Wissenschaft als Beruf
Wenig Geld und viele Umzüge

Wer in Deutschland Wissenschaftler werden will, geht meist ein großes persönliches Wagnis ein. Daran hat sich allen Förderprogrammen zum Trotz seit Max Webers Zeiten nichts geändert - ein Grund, weswegen viele Akademiker den Ausweg nach Amerika suchen.

Ermutigend war es nicht, was Max Weber zu sagen hatte: „Es ist außerordentlich gewagt für einen jungen Gelehrten, der keinerlei Vermögen hat, überhaupt den Bedingungen der akademischen Laufbahn sich auszusetzen“, heißt es in seinem berühmten Vortrag „Wissenschaft als Beruf“. „Er muß es mindestens eine Anzahl Jahre aushalten können, ohne irgendwie zu wissen, ob er nachher die Chancen hat, einzurücken in eine Stellung, die für den Unterhalt ausreicht.“

Weber (1864-1920) hielt seinen Vortrag 1919, doch Ulrich Teichler, Direktor des Internationalen Zentrums für Hochschulforschung INCHER in Kassel hält ihn noch heute für aktuell. „An deutschen Hochschulen sind eigentlich nur die Professorenstellen gut und dauerhaft.“ Andere wissenschaftliche Arbeitsplätze seien zwar intellektuell höchst anspruchsvoll, aber auch höchst unsicher. „Nur jeder hundertste Hochschulabsolvent wird Professor, und wer das sein wird, kann niemand voraussagen“, sagt Teichler.

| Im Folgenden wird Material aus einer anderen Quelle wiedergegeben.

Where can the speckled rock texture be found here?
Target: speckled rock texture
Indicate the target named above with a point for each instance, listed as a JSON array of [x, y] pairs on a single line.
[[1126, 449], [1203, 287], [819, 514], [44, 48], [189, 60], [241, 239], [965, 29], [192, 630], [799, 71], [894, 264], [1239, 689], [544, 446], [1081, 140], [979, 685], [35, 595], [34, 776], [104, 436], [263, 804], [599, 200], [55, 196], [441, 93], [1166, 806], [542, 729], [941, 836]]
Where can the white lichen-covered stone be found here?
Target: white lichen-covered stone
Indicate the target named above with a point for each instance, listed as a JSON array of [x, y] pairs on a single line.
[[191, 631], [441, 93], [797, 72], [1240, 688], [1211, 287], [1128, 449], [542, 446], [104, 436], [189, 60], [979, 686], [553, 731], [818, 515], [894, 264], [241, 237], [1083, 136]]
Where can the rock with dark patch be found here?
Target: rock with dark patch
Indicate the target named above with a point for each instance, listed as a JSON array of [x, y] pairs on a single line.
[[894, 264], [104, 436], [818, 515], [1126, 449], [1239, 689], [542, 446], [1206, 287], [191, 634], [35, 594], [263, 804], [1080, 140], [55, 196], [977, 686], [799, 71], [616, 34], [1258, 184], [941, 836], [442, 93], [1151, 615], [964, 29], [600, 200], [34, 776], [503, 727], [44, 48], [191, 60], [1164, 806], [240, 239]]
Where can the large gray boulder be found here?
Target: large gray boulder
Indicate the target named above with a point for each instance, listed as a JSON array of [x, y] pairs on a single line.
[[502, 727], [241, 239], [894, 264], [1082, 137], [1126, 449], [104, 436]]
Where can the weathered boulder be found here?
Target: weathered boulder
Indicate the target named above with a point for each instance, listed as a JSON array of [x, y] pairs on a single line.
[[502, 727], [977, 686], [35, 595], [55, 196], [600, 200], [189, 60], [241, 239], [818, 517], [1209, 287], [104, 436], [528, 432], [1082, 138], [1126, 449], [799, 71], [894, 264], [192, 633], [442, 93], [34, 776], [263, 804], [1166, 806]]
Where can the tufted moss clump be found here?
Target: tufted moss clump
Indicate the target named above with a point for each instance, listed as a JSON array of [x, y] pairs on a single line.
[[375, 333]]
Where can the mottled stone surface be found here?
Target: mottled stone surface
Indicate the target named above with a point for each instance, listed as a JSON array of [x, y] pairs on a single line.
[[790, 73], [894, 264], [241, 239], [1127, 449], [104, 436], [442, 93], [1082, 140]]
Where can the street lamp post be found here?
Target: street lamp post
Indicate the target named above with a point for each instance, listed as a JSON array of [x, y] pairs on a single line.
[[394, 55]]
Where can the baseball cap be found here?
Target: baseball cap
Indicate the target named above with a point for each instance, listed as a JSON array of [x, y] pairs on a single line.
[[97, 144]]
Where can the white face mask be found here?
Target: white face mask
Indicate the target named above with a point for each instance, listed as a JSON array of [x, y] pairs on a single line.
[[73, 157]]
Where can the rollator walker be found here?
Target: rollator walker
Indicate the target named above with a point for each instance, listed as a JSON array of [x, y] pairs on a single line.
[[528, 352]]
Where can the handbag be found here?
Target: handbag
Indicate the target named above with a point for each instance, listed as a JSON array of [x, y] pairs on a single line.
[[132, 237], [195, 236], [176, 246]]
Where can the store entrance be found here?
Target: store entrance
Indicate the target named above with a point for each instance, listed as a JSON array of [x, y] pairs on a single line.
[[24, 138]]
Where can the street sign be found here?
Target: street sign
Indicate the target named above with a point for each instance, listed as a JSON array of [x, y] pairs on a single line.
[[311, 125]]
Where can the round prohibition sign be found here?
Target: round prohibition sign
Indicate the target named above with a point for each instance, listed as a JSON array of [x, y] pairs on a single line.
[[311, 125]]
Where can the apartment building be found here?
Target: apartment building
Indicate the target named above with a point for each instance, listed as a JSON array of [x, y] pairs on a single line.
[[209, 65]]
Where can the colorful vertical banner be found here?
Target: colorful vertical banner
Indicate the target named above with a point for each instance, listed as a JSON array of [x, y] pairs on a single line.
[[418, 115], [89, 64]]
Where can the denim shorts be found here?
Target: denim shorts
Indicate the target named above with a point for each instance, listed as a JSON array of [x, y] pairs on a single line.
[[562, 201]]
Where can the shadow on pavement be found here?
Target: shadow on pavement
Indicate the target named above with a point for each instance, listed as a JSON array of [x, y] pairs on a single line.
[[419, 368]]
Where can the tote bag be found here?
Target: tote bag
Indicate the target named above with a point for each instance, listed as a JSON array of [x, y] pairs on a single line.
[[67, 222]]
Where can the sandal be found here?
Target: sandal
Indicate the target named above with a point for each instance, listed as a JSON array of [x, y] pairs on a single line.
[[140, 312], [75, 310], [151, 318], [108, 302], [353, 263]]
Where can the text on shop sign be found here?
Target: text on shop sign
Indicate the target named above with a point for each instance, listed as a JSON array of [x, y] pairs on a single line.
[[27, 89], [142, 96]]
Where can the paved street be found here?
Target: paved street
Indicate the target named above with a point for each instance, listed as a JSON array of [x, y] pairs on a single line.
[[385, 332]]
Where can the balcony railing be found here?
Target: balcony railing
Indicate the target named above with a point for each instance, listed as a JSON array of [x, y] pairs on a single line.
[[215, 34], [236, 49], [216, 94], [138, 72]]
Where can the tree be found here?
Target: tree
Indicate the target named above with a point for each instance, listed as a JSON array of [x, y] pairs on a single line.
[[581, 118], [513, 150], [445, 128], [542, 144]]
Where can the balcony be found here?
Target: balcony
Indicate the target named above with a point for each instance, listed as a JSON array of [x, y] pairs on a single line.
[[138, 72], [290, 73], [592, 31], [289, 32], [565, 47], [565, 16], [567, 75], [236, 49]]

Angaben des statistischen Bundesamtes zufolge gibt es in Deutschland etwa 169 000 hauptberufliche Wissenschaftler. Davon sind rund 38 000 Professoren, 8 000 Dozenten oder Assistenten und rund 117 000 wissenschaftliche Mitarbeiter. Im Durchschnitt haben Professoren ein jährliches Brutto-Einkommen zwischen 45 000 und 80 000 Euro, promovierte Wissenschaftler verdienen rund 47 000 Euro und noch nicht-promovierte etwa 31 000 Euro.

In die letzte Kategorie fällt auch Anna Behm (Name geändert), Psychologie-Doktorandin an einem Forschungsinstitut in Berlin. Seit vier Jahren hat sie eine halbe Stelle und steht kurz vor der Promotion. 20 Arbeitsstunden pro Woche bezahlt das Institut, allerdings verbringt sie dort im Schnitt weitere 30 Stunden, um an ihrer Dissertation zu arbeiten. Ein solches Verhältnis sei üblich, meint Teichler. Die Nachwuchswissenschaftler finanzieren meist durch eine halbe Stelle ihre Promotion.